The Tribune reported that in the 20 years that Utah's hate crimes statute has been in place, no one has been convicted for a hate-based crime. The state legislature has tried to reinforce the law multiple times, but all attempts have failed.

Salt Lake City police officials have said that Covington was under the influence of drugs during the attack. The probable cause affidavit obtained by the Tribune indicated that when he was taken into custody, he had on him a tinfoil pouch of heroin.

He also had the alleged weapon from the attack -- a metal bar that appeared to have been ripped off a traffic sign -- and a hatchet, the newspaper reported.

Covington has previous arrests for felony assault and domestic violence, including a June incident in which he is accused of punching his then-fiancée in the face and brandishing a handgun, KUTV reported. Police officials said he also has a history of mental health issues.

Detective Greg Wilking with the Salt Lake City Police Department told the Tribune Friday that those issues may have "clouded (Covington's) judgment" when he attacked Jose and Luis Lopez.

“He wasn’t really based in reality,” Wilking said.

Wilking told the newspaper that the responding officers, who based their report off Jose Lopez’s brother’s statement, wrote that Covington seemed to focus more on the Mexican mafia than his hatred of Mexicans. Covington told investigators he went to Lopez Tire to check for mafia members because, “All of them know each other.”

He told detectives "that the Mexican mafia had been after him since 2008," KUTV reported.

Wilking said that Covington may have had contact with the "notorious" prison gang in the past, the news station said. Neither Jose Lopez nor Luis Lopez is affiliated with it or any gang, Wilking said.

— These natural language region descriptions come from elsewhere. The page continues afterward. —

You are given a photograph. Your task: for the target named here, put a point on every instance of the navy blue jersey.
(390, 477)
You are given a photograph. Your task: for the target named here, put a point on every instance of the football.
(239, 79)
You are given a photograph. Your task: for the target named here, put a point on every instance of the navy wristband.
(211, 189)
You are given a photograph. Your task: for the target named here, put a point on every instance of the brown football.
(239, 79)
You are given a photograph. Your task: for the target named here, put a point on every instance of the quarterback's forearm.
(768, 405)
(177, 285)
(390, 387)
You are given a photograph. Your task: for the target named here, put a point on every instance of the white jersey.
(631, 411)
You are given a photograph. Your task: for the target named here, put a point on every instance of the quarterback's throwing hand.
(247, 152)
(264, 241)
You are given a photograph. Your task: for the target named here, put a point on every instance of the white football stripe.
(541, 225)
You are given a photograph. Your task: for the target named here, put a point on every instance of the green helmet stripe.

Veronica Lopez told the Tribune that it "makes (her) blood boil" that Covington is not being charged with a hate crime.

"What do they want next?" she asked. "Do they want him to kill someone to see that he's dangerous?"

The Lopez family was backed by the ACLU of Utah, which called the assault a "terrible attack against a person, a family and our sense of security from hate-filled acts in Salt Lake City."

The organization condemned the attack and urged changes to the state’s hate crime legislation.

"When accompanied by free speech protections and applied without bias by prosecutors, we believe that hate crimes legislation can strike the right balance between responding to terrible acts against specific populations and guarding against the criminalization of speech or organizational membership that is unrelated to the crime," the organization's statement said.